La stagione ideale per percorrerlo è il periodo estivo: l’ideale è avere a disposizione un amico, un familiare che vi porti fino a Saint Martin La Vesubie e poi venga ad attendervi a Roccavione.
Prevedete pure due o tre o più tappe per percorrerlo agevolmente.
La partenza può avvenire direttamente dal paese di Saint Martin La Vesubie o per comodità ulteriore dal santuario di Nostra Signora delle Finestre.
La prima tappa, per coloro che non sono avvezzi ai lunghi percorsi a piedi può essere lo scollinamento del valico a quota 2495 m e la sosta al rifugio Soria Ellena a quota 1640 m.
Questa prima parte del Cammino segue integralmente la GTA M11.
La seconda tappa vi porta sino a San Giacomo di Entraque dove è possibile ristorarsi presso la baita Monte Gelas e fermarsi per la notte nella foresteria adiacente.
La terza tappa da San Giacomo di Entraque ad Entraque segue il percorso della GTA M 22.
Seguendo il sentiero si incontra Tetto Terapin, il Vallone della Truccia, Caire della Truccia,
Tetti Salmet, Tetto Airetta, San Rocco, Cappella del Cornaletto e si giunge al paese di Entraque attraversando la parte vecchia dove un quartiere è nomato “dei Barbet”.
Non si hanno testimonianze se la zona sia stata abitata dai catari, perché questo termine era adottato dai Savoia per distinguere i Valdesi.

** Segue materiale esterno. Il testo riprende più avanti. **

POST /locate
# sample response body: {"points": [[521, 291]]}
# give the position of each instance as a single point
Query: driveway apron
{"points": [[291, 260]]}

In paese è possibile soggiornare presso il Campeggio “Il Bosco”, presso la “Locanda del Sorriso” o se preferite un hotel, il “Miramonti”, “Trois Etoiles”, “Nord Hotel”, o “Hotel Pagari.
La quarta tappa parte da Entraque e seguendo sulla cartina il sentiero N 30 si raggiunge il Monte Lausa, la Punta della Splaiera, il Monte Corno ed accedendo al sentiero N 40 la Punta di Gaime.
Al Passo di Costabella si lascia il sentiero N 40 e si passa a N 44, poi Punta di Balma Rossa,
Passo Prato delle Colle, Pironetto, svoltando poi sul N 44 A che ci porta a Tetto Brinda per raggiungere infine il paese di Roaschia.
A Roaschia, trovate per la vostra sosta, l’Albergo Spada Reale o la possibilità di campeggiare nella nuova area annessa al parcheggio dei camper.
La quinta ed ultima tappa procede sul sentiero L 35, si procede per Tetto Chiotti, Tetto Massa,
Tetto San Giacomo, Tetto Rossetto, Tetto Griva, Tetto Cioma, Fontana Luch, arrivando finalmente al castello di Roccavione che sovrasta il paese, breve tratto per raggiungere i Giardini Ara ed il paese.
Naturalmente, questo Cammino, può essere fatto anche in tempo minore, accumulando insieme alcune tappe, io personalmente l’ho così diviso perché, chi lo percorre possa gustare di questo ambiente che per alcuni versi ricalca integralmente il sentiero che i catari facevano secoli fa.